ロッテは包装に使う紙やビニールを減らして資材を節約する、輸送用の段ボールを軽くして運搬の負担を減らすなどの工夫でも、環境保護に取り組んでいる。たとえば「コアラのマーチ」ではトレーの高さを低くすることで、年間約6万平方メートルの紙資源を削減した。

埼玉県にある狭山工場では、従業員が一丸となってリサイクルに努めている。小島宏幸先生は、「紙類は段ボールに、汚泥は肥料に、生ごみは飼料に……と、工場内で発生するごみの再利用を徹底することで、リサイクル率はほぼ100%に達しています」と説明し、さらに「お菓子の生産効率を上げることで相対的に生産エネルギーを減らしたり、輸送トラックの積載効率を上げることで台数を減らし、排ガスの量を年間63.4トン減らしたりと、様々なアプローチで環境問題に取り組んでいます」と続けた。
授業を終え、「家族とオーストラリア火災について話したい」「大きな会社が、環境のために細かなところまで配慮していることに感心した」と話す子どもたち。より深く環境問題を考えるきっかけとなったようだ。
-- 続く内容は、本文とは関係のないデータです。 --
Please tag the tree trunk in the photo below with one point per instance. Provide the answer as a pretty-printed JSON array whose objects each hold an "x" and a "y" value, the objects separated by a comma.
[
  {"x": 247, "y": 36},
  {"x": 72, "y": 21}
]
環境問題を学んだ4年生、教科書の内容に共通する部分が多い5年生、仕事・キャリアについて学んでいる6年生、それぞれによい経験が得られたと思います。今日の授業が、今後の学びとリンクすることを願っています。
本校では食品ロスや温暖化などをテーマに、児童が個々に「しらべ学習」を行っています。5年生は工業についても学んでいるので、ロッテの取り組みを通して「企業努力」や「課題解決」の大切さを実感できたと思います。